Appalachian’s Reich College of Education will provide classes and instruction to up to 20 school districts, utilizing the university’s existing alliance with 10 regional community colleges that offer university-level coursework on their campuses. Appalachian faculty will deliver the courses in person or through telecommunications.

The program allows lateral entry teachers to continue working full time while completing requirements for state licensure in an accelerated manner. The grant also pays tuition stipends.

The goal of ATTP is to produce at least 175 fully qualified teachers within five years. This will help alleviate North Carolina’s teacher shortage, while at the same time supporting President Bush’s No Child Left Behind Act of 2001, which calls for a “highly qualified” teacher in every American classroom within five years.

“By clustering school districts and identifying lateral entry teachers and their needs, we can build cohorts of students and offer them coursework that will help them become fully qualified teachers for Northwest North Carolina,” says Dr. Charles Duke, dean of the Reich College of Education.

The N.C. Department of Public Instruction says the state needs more than 11,000 new teachers each year this decade. However, North Carolina’s public and private institutions only produce about 3,200 licensed teachers per year.
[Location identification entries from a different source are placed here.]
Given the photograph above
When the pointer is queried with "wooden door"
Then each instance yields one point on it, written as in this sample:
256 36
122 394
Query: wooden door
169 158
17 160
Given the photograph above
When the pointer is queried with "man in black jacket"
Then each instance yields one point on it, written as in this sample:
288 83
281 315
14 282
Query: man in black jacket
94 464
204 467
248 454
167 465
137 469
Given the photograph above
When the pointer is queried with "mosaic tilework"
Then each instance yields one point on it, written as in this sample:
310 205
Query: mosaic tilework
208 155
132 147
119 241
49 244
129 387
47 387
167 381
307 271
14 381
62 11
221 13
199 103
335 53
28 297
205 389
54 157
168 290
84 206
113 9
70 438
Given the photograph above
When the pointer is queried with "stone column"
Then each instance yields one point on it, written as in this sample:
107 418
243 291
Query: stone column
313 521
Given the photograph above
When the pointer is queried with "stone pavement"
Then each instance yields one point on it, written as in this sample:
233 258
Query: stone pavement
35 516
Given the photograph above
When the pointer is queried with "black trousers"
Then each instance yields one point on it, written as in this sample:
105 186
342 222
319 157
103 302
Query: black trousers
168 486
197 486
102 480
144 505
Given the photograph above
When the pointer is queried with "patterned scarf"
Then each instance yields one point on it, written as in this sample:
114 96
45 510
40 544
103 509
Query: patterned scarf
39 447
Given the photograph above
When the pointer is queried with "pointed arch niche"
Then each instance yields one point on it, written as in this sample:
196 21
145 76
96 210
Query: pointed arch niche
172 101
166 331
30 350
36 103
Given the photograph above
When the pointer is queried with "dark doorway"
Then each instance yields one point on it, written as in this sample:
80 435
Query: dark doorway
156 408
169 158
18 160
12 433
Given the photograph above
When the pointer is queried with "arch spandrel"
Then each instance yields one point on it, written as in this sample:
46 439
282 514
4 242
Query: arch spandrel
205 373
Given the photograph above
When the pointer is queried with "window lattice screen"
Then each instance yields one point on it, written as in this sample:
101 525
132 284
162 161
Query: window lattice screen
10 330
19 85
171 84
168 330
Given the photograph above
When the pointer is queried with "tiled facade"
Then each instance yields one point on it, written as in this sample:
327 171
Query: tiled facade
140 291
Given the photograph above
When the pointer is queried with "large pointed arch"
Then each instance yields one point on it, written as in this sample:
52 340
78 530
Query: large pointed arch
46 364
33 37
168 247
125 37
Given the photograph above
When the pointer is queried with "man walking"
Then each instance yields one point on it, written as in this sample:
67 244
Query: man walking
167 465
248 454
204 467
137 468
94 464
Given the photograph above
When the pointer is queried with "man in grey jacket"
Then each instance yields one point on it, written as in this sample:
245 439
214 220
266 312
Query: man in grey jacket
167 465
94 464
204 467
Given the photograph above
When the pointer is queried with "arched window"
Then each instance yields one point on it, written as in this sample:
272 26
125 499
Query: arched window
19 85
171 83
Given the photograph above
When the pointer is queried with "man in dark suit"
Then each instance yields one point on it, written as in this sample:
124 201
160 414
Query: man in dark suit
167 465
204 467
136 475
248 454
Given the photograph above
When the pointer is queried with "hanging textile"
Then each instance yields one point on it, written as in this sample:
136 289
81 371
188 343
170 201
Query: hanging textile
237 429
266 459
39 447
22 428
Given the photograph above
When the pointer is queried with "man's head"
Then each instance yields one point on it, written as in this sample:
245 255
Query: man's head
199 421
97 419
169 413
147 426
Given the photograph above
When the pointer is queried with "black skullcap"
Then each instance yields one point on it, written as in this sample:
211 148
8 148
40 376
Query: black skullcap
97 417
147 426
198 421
“ATTP won’t meet all staffing needs in Northwest North Carolina, but it will improve lateral entry teachers’ qualifications for the classroom, and create a more supportive environment for them,” Duke says.

As part of ATTP, three regional sites staffed with an academic field experience coordinator to work as a liaison between the school districts and Appalachian will be created. Each site will serve five to seven school districts. The sites will be supported by a full-time ATTP director on Appalachian’s main campus in Boone.

One regional site will be located at Western Piedmont Community College in Morganton, with other locations to be identified in the future.

ATTP will focus its recruitment efforts within the following 20 counties: Alexander, Alleghany, Ashe, Avery, Burke, Caldwell, Catawba, Cleveland, Davie, Forsyth, Iredell, McDowell, Mitchell, Rowan, Rutherford, Surry, Watauga, Yadkin and Yancey. These counties constitute the service area of the university’s agreement with 10 community colleges, known as the Appalachian Learning Alliance.

“We already have the infrastructure in place to support this grant,” Duke says. “ATTP is tailored specifically to address a population that lacks certain qualifications. It’s our goal to accelerate their reaching fully qualified teaching status.”

Duke says he expects ATTP’s classes to begin as early as January 2003.